SelfAttentionEncoder
- class opennmt.encoders.SelfAttentionEncoder(*args, **kwargs)[source]
- Encoder using self-attention as described in https://arxiv.org/abs/1706.03762. - Inherits from: - opennmt.encoders.Encoder- __init__(num_layers, num_units=512, num_heads=8, ffn_inner_dim=2048, dropout=0.1, attention_dropout=0.1, ffn_dropout=0.1, ffn_activation=<function relu>, mha_bias=True, position_encoder_class=<class 'opennmt.layers.position.SinusoidalPositionEncoder'>, maximum_relative_position=None, pre_norm=True, **kwargs)[source]
- Initializes the parameters of the encoder. - Parameters
- num_layers – The number of layers. 
- num_units – The number of hidden units. 
- num_heads – The number of heads in the multi-head attention. 
- ffn_inner_dim – The number of units of the inner linear transformation in the feed forward layer. 
- dropout – The probability to drop units from the outputs. 
- attention_dropout – The probability to drop units from the attention. 

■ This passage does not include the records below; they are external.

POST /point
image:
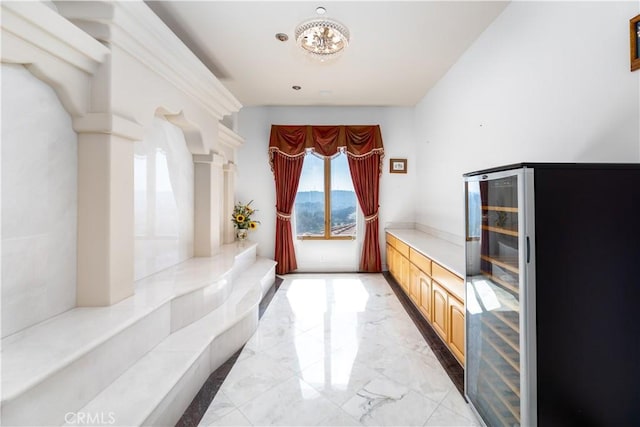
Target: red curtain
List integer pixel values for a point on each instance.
(365, 173)
(286, 171)
(363, 146)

- ffn_dropout – The probability to drop units from the activation output in the feed forward layer. 
- ffn_activation – The activation function to apply between the two linear transformations of the feed forward layer. 
- mha_bias – Add bias after linear layers in the multi-head attention. 

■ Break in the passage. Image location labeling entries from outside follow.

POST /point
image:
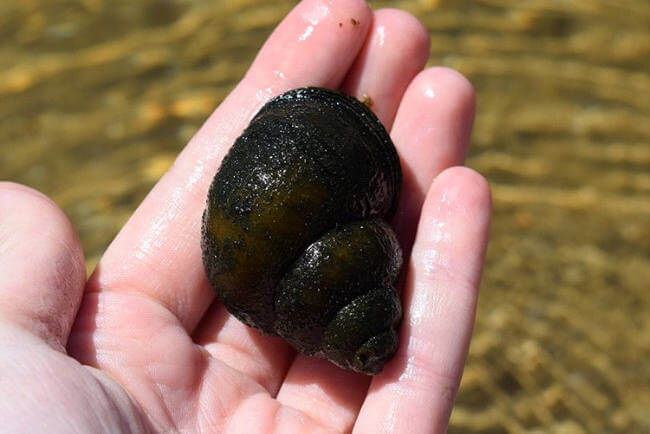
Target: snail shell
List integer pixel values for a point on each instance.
(295, 240)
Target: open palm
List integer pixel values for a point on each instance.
(144, 347)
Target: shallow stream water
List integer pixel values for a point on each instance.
(97, 98)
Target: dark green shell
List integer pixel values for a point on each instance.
(295, 241)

- position_encoder_class – The - opennmt.layers.PositionEncoderclass to use for position encoding (or a callable that returns an instance).
- maximum_relative_position – Maximum relative position representation (from https://arxiv.org/abs/1803.02155). 
- pre_norm – If - True, layer normalization is applied before each sub-layer. Otherwise it is applied after.
- **kwargs – Additional layer arguments.